April 20 was the kickoff of ten days of tree planting. For every tree that was cut during construction, MCA-Armenia had pledged to plant a new one, and they chose the ten days around Earth Day to do it, two communities per day. I was sent to write up a small piece for the MCA-Armenia web site. And I was invited to plant a tree – a Peace Corps dream come true! I had asked environment volunteers in both Morocco and the Philippines to invite me if there was ever a tree-planting, and somehow it had never worked out. It finally did here! A pine, in front of the village hall. And then I watched 40 schoolchildren plant oak and ash trees near the school and cultural center. It was great. Coincidentally, I had donated money to the tree-planting partner organization when I saw a sign for it in Artbridge. You can too! www.sunchild.am. Armenia needs trees! Also read http://www.sunchild.org:8080/index.php?id=17&no_cache=1&L=0&tx_ttnews[tt_news]=217&cHash=da5fd59d940c3938bd555cf996ee153c to find out what happens to the two tons of flowers that people left at the Genocide Memorial on Sunday. Two tons!

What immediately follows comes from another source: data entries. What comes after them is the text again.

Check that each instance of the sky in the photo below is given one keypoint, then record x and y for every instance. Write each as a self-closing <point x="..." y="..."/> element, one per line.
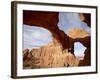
<point x="69" y="20"/>
<point x="36" y="37"/>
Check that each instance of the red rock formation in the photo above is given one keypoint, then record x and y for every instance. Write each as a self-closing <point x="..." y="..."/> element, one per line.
<point x="59" y="53"/>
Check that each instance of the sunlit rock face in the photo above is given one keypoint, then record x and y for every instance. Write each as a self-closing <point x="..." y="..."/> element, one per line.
<point x="51" y="56"/>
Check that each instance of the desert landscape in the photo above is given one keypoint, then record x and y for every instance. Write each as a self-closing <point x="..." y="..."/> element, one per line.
<point x="59" y="52"/>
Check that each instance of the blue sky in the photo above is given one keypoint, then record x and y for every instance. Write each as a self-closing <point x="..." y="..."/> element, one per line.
<point x="69" y="20"/>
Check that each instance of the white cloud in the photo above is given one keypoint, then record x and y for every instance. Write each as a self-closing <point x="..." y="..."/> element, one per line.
<point x="35" y="37"/>
<point x="79" y="49"/>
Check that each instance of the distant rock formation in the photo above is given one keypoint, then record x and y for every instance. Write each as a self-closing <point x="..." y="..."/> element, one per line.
<point x="49" y="56"/>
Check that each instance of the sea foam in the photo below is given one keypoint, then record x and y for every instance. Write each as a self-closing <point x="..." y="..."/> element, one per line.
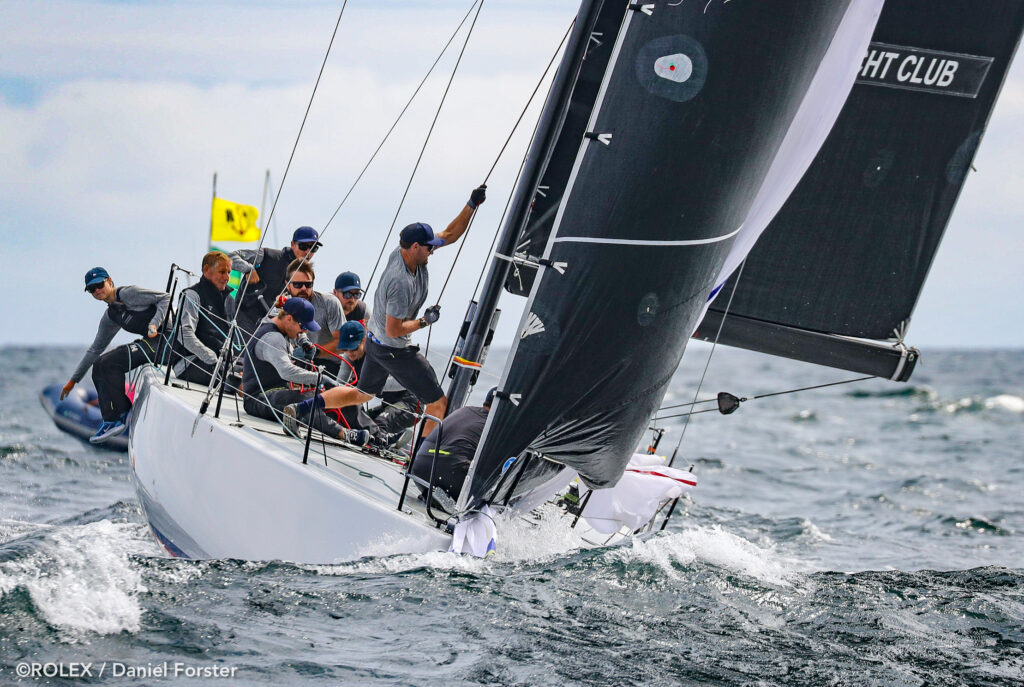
<point x="711" y="545"/>
<point x="81" y="578"/>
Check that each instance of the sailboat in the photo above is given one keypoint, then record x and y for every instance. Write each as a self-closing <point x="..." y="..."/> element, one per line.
<point x="698" y="169"/>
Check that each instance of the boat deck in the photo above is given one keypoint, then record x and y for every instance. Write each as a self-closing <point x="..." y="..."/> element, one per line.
<point x="200" y="476"/>
<point x="379" y="476"/>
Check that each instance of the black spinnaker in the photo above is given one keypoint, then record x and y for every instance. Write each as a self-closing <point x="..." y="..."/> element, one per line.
<point x="692" y="108"/>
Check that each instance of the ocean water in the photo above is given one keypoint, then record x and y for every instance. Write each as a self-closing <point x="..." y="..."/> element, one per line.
<point x="859" y="534"/>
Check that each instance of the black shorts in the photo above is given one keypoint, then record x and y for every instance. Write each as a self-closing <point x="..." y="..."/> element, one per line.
<point x="406" y="365"/>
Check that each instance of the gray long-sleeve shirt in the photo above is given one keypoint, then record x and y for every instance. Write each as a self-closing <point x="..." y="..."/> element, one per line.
<point x="186" y="332"/>
<point x="274" y="347"/>
<point x="245" y="259"/>
<point x="134" y="298"/>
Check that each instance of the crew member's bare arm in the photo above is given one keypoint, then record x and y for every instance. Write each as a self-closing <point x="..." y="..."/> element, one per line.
<point x="457" y="227"/>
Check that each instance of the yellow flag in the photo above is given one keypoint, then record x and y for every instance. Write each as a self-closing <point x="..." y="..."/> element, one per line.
<point x="233" y="222"/>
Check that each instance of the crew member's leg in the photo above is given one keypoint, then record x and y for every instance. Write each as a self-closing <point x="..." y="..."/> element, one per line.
<point x="412" y="371"/>
<point x="396" y="413"/>
<point x="109" y="375"/>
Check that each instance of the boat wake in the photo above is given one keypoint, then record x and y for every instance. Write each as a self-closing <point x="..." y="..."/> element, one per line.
<point x="676" y="554"/>
<point x="79" y="578"/>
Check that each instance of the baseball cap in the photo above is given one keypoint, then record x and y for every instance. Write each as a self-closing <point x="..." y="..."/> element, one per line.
<point x="303" y="312"/>
<point x="422" y="233"/>
<point x="95" y="275"/>
<point x="350" y="336"/>
<point x="347" y="282"/>
<point x="305" y="234"/>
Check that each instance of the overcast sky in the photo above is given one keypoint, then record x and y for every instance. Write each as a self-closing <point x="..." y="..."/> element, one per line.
<point x="115" y="115"/>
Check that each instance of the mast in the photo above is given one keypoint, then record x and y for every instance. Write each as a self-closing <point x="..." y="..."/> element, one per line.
<point x="540" y="153"/>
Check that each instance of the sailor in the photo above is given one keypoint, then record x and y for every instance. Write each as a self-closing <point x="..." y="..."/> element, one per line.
<point x="460" y="434"/>
<point x="269" y="370"/>
<point x="328" y="311"/>
<point x="348" y="291"/>
<point x="203" y="321"/>
<point x="398" y="404"/>
<point x="351" y="347"/>
<point x="131" y="308"/>
<point x="400" y="294"/>
<point x="265" y="270"/>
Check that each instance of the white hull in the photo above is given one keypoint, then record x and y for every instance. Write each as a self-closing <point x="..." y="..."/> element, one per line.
<point x="239" y="489"/>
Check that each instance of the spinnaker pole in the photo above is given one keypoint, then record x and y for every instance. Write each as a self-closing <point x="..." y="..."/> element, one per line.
<point x="552" y="118"/>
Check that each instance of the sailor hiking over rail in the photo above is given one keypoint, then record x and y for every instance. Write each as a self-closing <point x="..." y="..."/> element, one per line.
<point x="400" y="294"/>
<point x="131" y="308"/>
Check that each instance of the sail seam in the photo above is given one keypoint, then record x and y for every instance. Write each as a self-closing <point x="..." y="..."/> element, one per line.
<point x="645" y="242"/>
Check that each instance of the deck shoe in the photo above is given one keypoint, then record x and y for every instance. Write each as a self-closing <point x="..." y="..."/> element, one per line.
<point x="356" y="436"/>
<point x="291" y="420"/>
<point x="109" y="430"/>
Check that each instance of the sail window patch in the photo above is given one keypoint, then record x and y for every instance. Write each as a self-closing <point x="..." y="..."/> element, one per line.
<point x="647" y="310"/>
<point x="534" y="326"/>
<point x="676" y="68"/>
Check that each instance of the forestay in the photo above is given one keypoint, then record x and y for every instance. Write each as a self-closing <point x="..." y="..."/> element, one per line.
<point x="692" y="110"/>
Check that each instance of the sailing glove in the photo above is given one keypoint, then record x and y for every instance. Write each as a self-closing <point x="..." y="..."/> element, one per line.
<point x="432" y="314"/>
<point x="478" y="196"/>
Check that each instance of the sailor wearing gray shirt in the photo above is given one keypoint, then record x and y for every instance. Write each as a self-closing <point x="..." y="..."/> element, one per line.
<point x="400" y="294"/>
<point x="203" y="323"/>
<point x="265" y="273"/>
<point x="327" y="309"/>
<point x="270" y="372"/>
<point x="131" y="308"/>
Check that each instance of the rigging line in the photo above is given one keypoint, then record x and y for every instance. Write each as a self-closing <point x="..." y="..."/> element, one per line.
<point x="714" y="345"/>
<point x="423" y="149"/>
<point x="522" y="114"/>
<point x="307" y="258"/>
<point x="764" y="395"/>
<point x="401" y="114"/>
<point x="284" y="178"/>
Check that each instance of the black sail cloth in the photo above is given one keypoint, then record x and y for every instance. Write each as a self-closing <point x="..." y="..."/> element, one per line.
<point x="849" y="252"/>
<point x="663" y="180"/>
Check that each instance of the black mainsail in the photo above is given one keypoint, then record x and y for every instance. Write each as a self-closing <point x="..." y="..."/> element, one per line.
<point x="682" y="134"/>
<point x="835" y="277"/>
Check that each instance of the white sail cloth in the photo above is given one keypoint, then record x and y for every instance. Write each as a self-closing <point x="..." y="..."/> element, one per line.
<point x="476" y="533"/>
<point x="821" y="105"/>
<point x="633" y="502"/>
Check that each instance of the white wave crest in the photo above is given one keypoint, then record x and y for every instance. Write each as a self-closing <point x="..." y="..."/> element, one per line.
<point x="813" y="532"/>
<point x="544" y="537"/>
<point x="710" y="545"/>
<point x="81" y="578"/>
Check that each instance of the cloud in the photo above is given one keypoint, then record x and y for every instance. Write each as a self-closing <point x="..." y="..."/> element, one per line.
<point x="115" y="115"/>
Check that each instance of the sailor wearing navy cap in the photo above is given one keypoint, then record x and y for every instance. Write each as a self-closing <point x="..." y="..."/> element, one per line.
<point x="400" y="294"/>
<point x="131" y="308"/>
<point x="348" y="291"/>
<point x="265" y="270"/>
<point x="269" y="370"/>
<point x="460" y="433"/>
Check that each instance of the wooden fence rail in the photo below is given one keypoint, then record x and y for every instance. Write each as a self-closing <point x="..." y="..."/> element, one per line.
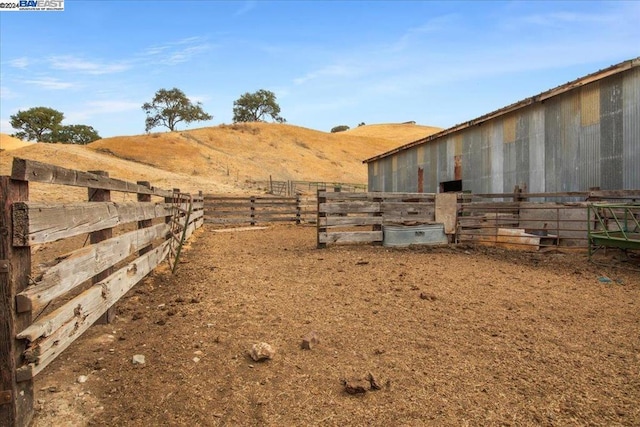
<point x="68" y="294"/>
<point x="510" y="222"/>
<point x="253" y="210"/>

I went to yet another event this week, this one in preparation for an article about how the program has impacted policy – new legislation will make things easier for the Water User Associations and the farmers. I was there just for the opening sessions of a two-day conference. It was all in Armenian and there wasn’t a translation so I didn’t understand much, but at least I have some background and a visual and can write the article when I get more information. The conference was near Charentsavan, where I went my first week; it looks beautiful now that the mountains are green!